O envio da proposta preliminar do plano de pormenor à CCDR foi aprovado com os votos contra do PS, PCP e Bloco de Esquerda.
A proposta abrange uma área de 16 hectares e decorre da ampliação do "campus", onde será instalada a Faculdade de Ciências Sociais e Humanas da Universidade Nova, actualmente instalada na Avenida de Berna, onde estudam 3000 alunos.
No "campus" prevê-se ainda a construção do novo edifício da Faculdade de Direito e do edifício de expansão do Instituto Superior de Estatística e Gestão de Informação (ISEGI).
O plano prevê a criação de 1.040 lugares de estacionamento coberto e 210 lugares à superfície, e pretende que a área tenha um uso predominantemente pedonal.
A área de intervenção é constituída por dois espaços ligados por parte do "corredor verde" de Lisboa, sendo um deles limitado pelo Palácio Ventura Terra e o seu jardim histórico e, o outro, limitado a Norte pela Avenida Calouste Gulbenkian, a Nascente pela Rua da Mesquita e Rua Fialho de Almeida, a Sul pelo Tribunal de Justiça e Rua Marquês da Fronteira, Cadeia Penitenciária de Lisboa e, a Poente pela Rua de Campolide e Avenida Miguel Torga.

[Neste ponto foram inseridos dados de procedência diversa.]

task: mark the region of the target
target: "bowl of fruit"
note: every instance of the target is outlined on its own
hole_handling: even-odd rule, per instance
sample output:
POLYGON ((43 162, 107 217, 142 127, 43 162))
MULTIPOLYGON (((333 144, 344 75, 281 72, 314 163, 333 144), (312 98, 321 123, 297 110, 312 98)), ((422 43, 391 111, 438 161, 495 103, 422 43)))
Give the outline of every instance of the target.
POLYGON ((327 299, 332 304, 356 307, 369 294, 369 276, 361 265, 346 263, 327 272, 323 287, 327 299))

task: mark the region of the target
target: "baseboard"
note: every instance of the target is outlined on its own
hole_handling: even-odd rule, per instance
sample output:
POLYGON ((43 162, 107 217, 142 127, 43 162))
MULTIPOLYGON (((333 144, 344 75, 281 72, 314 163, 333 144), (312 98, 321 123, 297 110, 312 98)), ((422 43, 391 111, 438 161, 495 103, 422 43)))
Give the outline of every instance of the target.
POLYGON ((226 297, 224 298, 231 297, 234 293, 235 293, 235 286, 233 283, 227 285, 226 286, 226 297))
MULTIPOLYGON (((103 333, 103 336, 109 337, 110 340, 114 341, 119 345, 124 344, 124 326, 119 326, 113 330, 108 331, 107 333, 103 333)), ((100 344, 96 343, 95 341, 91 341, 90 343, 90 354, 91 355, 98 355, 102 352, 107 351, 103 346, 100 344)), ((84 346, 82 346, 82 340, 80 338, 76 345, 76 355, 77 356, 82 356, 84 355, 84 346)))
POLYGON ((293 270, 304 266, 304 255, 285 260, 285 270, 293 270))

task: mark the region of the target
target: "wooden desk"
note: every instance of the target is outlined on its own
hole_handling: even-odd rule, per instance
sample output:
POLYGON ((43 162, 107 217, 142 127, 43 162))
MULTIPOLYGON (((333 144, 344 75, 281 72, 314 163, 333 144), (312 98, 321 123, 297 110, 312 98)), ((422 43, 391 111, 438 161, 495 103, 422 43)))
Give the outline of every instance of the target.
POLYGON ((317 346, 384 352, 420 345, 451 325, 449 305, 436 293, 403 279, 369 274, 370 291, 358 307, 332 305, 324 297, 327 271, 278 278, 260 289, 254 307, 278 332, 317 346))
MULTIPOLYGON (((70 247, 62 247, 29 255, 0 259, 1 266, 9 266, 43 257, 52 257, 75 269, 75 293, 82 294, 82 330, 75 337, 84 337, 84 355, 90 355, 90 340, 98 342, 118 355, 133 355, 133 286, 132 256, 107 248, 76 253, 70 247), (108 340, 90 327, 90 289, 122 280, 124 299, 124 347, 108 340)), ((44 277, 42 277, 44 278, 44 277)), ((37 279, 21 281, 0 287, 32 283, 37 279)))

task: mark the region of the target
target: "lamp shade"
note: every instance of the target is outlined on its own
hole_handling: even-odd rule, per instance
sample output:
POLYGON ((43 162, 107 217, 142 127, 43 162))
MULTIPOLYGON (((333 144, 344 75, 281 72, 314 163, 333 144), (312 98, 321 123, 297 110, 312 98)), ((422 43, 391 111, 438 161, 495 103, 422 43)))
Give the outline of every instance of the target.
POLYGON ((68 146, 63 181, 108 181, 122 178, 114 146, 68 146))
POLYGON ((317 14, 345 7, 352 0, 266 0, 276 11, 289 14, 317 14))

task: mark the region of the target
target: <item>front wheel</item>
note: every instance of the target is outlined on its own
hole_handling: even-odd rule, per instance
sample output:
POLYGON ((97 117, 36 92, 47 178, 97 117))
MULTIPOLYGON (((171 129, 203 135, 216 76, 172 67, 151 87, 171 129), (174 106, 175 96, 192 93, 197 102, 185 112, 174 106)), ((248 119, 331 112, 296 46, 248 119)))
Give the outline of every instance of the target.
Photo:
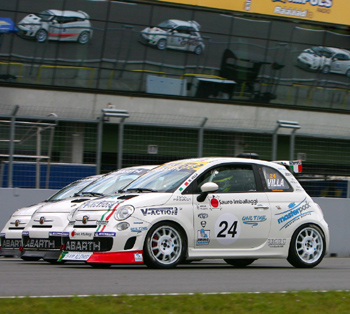
POLYGON ((165 39, 160 39, 157 43, 157 48, 159 50, 165 50, 167 46, 166 40, 165 39))
POLYGON ((174 268, 184 260, 186 238, 172 222, 155 225, 147 234, 144 244, 144 261, 150 268, 174 268))
POLYGON ((242 268, 242 267, 246 267, 250 264, 252 264, 255 259, 253 258, 247 258, 247 259, 224 259, 224 261, 227 264, 230 264, 232 266, 238 267, 238 268, 242 268))
POLYGON ((315 225, 302 226, 293 234, 287 260, 294 267, 312 268, 322 261, 325 251, 321 229, 315 225))
POLYGON ((78 37, 78 42, 82 45, 87 44, 90 40, 90 33, 87 31, 82 32, 78 37))

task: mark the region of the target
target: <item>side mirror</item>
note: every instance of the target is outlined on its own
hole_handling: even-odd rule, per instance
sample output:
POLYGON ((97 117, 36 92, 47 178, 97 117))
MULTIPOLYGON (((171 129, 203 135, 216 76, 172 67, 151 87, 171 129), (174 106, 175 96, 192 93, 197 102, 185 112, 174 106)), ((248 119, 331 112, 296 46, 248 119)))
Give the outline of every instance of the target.
POLYGON ((219 189, 219 186, 214 182, 206 182, 201 186, 202 193, 197 196, 198 202, 204 202, 205 198, 210 192, 215 192, 219 189))

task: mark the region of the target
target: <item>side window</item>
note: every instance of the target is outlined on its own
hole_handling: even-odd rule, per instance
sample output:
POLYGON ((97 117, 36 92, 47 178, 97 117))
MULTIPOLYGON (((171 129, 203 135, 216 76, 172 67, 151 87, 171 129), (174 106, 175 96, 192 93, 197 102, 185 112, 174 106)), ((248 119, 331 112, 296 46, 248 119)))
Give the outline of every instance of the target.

A vereadora socialista Isabel Seabra contestou a ausência de um estudo de tráfego, dado o aumento da população escolar vinda da Faculdade de Ciências Sociais e Humanas e considerou que o "campus" não é servido de boas acessibilidades.
Isabel Seabra considerou igualmente que "o índice de lugares de estacionamento não deve ser favorável, deve ser limitadíssimo".
Segundo a vereadora socialista, a Câmara deveria igualmente concertar com a Carris o um bom serviço de transportes à Universidade.
O vereador comunista Ruben de Carvalho considera que o plano "é o contrário do planeamento" porque "o que foi projectado está limitado não pelo que se vai fazer mas por aquilo em relação ao qual não se sabe o que vai acontecer", referindo-se nomeadamente ao destino da cadeira penitenciária.
"Uma zona tão importante como esta devia ser objecto de um planeamento muito mais vasto e muito mais integrado", sustentou.
Ruben de Carvalho considerou igualmente que a proposta implica um "prejuízo para o corredor verde" da cidade.
Semelhante posição teve o vereador eleito pelo Bloco de Esquerda, José Sá Fernandes, considerando que a proposta "contraria o plano verde que está previsto no PDM", Plano Director Municipal.
"Devia envolver as áreas envolventes, como o quartel, a penitenciária e outros edifícios", disse, acrescentando a necessidade de ter sido efectuado um estudo de tráfego.
Sá Fernandes teme que o plano seja recusado pela CCDR e considera que "devia ser integrado na revisão do PDM", que está em curso.
O plano mereceu a concordância da vereadora do CDS-PP, Maria José Nogueira Pinto.
"Vejo edifícios úteis e muito verde, portanto, gostei", disse.
O vereador com o pelouro do Ambiente e Espaços Verdes, António Proa (PSD), considera que a proposta cria "condições para favorecer a permanência de um equipamento universitário importante na cidade" .
Segundo o vereador, o plano impulsiona a "competitividade da cidade" e permite à Universidade Nova deixar de ser o "parente pobre" das universidades de Lisboa.